Já no Pólo Norte, esperava-as o terror da tortura com gelo acidental. A tortura com gelo acidental era a pior tortura que alguma vez alguém podia ter inventado. Pior do que ouvir debates políticos, deixava a um canto os trabalhos forçados e as queimaduras com fogo por parte de homens muito fortes e vis usando ornamentos com picos. A tortura funcionava da seguinte forma. As ervilhas andavam pelo Pólo Norte a fazer a sua vida. Depois, por vezes, passavam perto delas foquinhas bebé a acartar sacos de cubos de gelo para levar a algum urso polar que queria uma bebida refrescante. (Era comum no Pólo Norte as focas bebé serem escravizadas pelos ursos polares e utilizadas nas actividades mais insignificantes.) Ora, qualquer ervilha que ali estivesse, mesmo uma ervilha que pelas suas más acções tivesse vindo parar ao Pólo Norte, iria sentir alguma compaixão pelas pobres foquinhas. Ainda para mais, elas eram extremamente fofinhas. No momento em que a compaixão estava no seu ponto máximo, uma das focas passava mais perto e deixava escorregar o saco de forma a que os cubos de gelo caíssem todos em cima da ervilha a ser torturada.

A queda do saco de gelo era totalmente propositada e tudo era feito com o único intuito de queimar com gelo a pobre ervilha. Porém, os movimentos da foquinha bebé eram tão bem forjados e feitos de forma tão subtil que nenhum observador poderia concluir objectivamente que tinha havido intenção de magoar. Nem mesmo a própria ervilha magoada. Agravava ainda a tudo isso, o facto de, assim que os cubos de gelo caíam todos, a foquinha bebé se desfazer em desculpas, fazendo a expressão típica de foquinha bebé, e começando a dizer que tudo lhe corria mal, que nunca conseguia fazer nada direito na vida, e que não era justo o patife do urso polar obrigar um animal tão indefeso a fazer trabalhos forçados. Nenhuma ervilha conseguia barafustar com a foquinha. E era isso que tornava tudo mais frustrante e revoltante nesta tortura, aquela necessidade imperiosa de explodir em todas as direcções de imediato castrada pelo medo de magoar alguém indefeso como uma foquinha bebé ternurenta. Principalmente porque a tortura se repetia vezes e vezes sem conta. Ainda assim, de cada vez que acontecia, mesmo que a milésima, era impossível ficar com a impressão de que tinha sido um acto propositado. Era esta a principal razão para não se querer ir parar ao Pólo Norte.

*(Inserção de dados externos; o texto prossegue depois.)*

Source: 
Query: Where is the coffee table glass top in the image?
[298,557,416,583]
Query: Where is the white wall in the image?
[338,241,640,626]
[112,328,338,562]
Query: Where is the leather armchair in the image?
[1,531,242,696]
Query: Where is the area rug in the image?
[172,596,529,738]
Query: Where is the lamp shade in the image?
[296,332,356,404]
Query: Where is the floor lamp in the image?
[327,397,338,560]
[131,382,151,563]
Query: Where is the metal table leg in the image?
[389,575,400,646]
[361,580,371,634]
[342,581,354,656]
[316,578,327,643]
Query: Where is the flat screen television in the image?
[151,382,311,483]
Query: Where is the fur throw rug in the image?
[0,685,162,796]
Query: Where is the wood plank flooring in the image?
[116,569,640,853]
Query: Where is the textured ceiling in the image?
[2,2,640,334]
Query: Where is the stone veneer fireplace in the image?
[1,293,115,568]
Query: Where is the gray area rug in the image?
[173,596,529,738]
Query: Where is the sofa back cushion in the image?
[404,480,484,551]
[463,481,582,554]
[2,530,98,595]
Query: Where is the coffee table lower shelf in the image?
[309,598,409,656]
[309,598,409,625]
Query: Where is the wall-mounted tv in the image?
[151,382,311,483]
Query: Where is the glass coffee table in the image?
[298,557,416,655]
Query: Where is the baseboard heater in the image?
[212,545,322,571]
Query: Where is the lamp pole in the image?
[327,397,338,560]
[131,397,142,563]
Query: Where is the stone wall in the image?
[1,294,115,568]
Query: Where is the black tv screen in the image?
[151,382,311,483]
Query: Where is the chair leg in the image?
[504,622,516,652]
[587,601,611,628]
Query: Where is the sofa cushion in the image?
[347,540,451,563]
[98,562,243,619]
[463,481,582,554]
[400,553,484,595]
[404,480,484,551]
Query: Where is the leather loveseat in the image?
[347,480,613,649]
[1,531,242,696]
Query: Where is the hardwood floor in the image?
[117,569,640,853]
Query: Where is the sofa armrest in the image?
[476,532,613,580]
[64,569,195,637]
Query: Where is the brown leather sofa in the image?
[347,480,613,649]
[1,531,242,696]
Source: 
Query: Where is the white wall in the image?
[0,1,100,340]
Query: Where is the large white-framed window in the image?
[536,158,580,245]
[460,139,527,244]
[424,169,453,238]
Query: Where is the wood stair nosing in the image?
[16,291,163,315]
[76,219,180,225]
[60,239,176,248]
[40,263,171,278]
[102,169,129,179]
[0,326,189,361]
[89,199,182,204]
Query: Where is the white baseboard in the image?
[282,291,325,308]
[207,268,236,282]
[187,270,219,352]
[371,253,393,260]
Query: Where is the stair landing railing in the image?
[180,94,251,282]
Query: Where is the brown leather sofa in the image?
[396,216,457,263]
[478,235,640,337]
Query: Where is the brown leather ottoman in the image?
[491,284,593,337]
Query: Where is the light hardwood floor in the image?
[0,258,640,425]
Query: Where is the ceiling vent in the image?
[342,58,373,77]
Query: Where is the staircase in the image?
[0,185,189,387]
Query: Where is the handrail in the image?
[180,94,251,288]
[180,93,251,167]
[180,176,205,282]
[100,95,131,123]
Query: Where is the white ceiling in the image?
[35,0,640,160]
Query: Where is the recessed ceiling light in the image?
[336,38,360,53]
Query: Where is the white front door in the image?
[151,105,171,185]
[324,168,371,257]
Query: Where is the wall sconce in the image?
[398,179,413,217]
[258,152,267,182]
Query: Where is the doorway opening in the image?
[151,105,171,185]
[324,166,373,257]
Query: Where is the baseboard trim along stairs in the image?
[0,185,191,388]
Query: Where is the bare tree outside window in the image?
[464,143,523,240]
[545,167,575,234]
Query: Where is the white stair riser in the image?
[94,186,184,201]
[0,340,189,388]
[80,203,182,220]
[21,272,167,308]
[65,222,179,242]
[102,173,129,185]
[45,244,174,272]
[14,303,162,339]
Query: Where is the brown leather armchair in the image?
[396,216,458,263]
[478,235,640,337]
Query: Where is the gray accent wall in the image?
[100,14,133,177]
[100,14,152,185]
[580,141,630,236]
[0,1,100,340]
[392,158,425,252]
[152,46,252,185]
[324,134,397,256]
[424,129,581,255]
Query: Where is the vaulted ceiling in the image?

Isso, e também, o facto de se ser esporadicamente torturada com a visão de morsas algo que, por si só, já era suficiente para afastar conscientemente qualquer pecado da vida. A somar a tudo isto, ao contrário do que se passava no Pólo Sul, não se recebia qualquer brinde; se apetecesse às ervilhas fazer um desenho no gelo, tinham que usar o próprio corpo e o gelo na pele chegava mesmo a aleijar.

A Igreja Champista sabia, no entanto, como era inato o pecado nas ervilhas. Por isso, tinha previsto mecanismos de absolvição. No final de cada sumeca, as ervilhas tinham sessões individuais com a Pósia do seu Iglu onde dissertavam sobre aquilo que elas pensavam ser os seus pecados da semana. A Pósia ouvia atentamente deliciada todas as atrocidades cometidas e, no final, passava-lhes a receita de absolvição, que não era mais do que um papel cujo único conteúdo era um número a tinta azul num tipo de letra muito apelativo. Quanto pior o pecado, maior o número na receita; o tipo de letra não era influenciado pela gravidade do pecado. Aquele número devia depois traduzir-se em igual número de actos de redenção. Um acto de redenção, também chamado trabalho de sopro, consistia em encher um balão e pendurá-lo à entrada do Iglu. Dizia-se que se o balão caísse, a ervilha não merecia absolvição; se o balão ficasse suspenso no ar, havia forte probabilidade de absolvição. Mas apenas se as ervilhas estivessem verdadeiramente arrependidas dos seus actos.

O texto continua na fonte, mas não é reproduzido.